Mosimane was one of the first coaches accepted for the inaugural qualification. It was supposed to take six months. Three years later, it has still not finished, only in part because of the pandemic. Meeting European coaches in competition, he said, was the equivalent of “being asked to sit the exam but not being given the books to read.” And still, African coaches found a way to pass. “When the floors are level, when they are coaching teams with the same quality of player as us, we beat them,” he said.

It is small wonder, then, that Mosimane is convinced that if he was put in charge of Barcelona or Manchester City he would “not do too badly.” He is resigned to the fact that he will never find out. If FIFA finds it easy to overlook the success of African coaches, if African clubs are wary of the abilities of African coaches, then there is little hope a team from outside Africa will offer him that sort of chance.

Part of that, he is adamant, is to do with the color of his skin. He was pleased to see one of his former players, Bradley Carnell, be appointed coach of St. Louis City S.C. in Major League Soccer. He is proud to see another South African doing well. Carnell does not have a fraction of Mosimane’s experience. “So maybe I could get a job in M.L.S. then?” he said. He did not sound hopeful. Carnell, after all, is white.

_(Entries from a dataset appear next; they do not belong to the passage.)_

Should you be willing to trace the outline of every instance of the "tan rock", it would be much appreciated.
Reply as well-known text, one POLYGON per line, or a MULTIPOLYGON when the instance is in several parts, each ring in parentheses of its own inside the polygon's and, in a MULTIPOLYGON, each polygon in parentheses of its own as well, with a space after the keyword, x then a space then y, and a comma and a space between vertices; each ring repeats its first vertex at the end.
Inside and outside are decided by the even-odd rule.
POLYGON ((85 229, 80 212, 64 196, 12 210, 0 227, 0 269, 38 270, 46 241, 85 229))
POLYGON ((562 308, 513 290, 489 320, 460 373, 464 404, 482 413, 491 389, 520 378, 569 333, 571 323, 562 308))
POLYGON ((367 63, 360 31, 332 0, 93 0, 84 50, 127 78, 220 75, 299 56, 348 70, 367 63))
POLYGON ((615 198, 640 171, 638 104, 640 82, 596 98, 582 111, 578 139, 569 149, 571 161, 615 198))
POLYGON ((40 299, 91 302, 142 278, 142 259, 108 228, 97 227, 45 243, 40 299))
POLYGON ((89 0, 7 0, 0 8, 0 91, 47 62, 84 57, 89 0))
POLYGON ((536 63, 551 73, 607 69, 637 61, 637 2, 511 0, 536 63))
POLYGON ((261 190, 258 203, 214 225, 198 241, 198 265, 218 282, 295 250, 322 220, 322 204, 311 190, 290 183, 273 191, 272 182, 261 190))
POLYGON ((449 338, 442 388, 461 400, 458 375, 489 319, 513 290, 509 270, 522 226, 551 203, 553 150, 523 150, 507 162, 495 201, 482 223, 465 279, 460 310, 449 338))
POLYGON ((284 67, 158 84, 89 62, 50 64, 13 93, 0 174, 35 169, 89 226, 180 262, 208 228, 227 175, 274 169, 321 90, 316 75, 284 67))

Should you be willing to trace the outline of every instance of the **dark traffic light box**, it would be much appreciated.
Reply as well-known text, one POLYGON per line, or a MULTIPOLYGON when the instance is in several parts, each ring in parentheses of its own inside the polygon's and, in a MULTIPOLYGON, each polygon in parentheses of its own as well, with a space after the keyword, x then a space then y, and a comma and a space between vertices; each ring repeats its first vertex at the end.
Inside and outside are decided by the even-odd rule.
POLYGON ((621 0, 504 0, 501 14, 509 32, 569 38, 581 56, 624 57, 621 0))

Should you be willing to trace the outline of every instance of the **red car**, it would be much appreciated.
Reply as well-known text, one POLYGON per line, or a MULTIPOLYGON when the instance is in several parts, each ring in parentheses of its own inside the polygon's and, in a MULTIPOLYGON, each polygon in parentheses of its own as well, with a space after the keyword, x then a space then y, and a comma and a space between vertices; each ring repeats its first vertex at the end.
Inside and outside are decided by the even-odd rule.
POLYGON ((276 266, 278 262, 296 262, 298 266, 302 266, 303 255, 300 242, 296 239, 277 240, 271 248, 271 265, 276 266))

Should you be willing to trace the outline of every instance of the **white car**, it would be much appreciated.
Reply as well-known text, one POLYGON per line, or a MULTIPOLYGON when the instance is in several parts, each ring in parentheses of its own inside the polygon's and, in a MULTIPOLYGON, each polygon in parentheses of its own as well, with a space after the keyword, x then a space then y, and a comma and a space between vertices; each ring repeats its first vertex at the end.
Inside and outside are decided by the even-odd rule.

Europe is more distant still. He has noted the almost complete absence of Black coaches — let alone Black African coaches — in Europe’s major leagues. He has spoken with former players of the highest pedigree who feel they are denied opportunities easily afforded to their white counterparts. “That is the reality,” Mosimane said.

Mosimane with Gianni Infantino of FIFA, which has only ever honored Europeans as world coach of the year.Credit…Karim Jaafar/Agence France-Presse — Getty Images

That is not to say he does not harbor ambitions. His latest Champions League crown has earned him another tilt at the Club World Cup next month. It is the trophy that he would like to win, with Al Ahly, above all others. “There is nothing left for me to win in Africa,” he said.

Once his time in Cairo ends, he would like to try his hand at international management again. The “timing” is not right for South Africa, he said, but perhaps Senegal, Nigeria, Ivory Coast or Egypt might be feasible: one of the continent’s traditional powerhouses.

He would cherish the chance to coach the best players in the world in Europe, of course, but he knows soccer has imposed a ceiling between them and him. His ambitions run as high as they can, given the way the world has been constructed around him, one in which opportunity is not always contingent on achievement.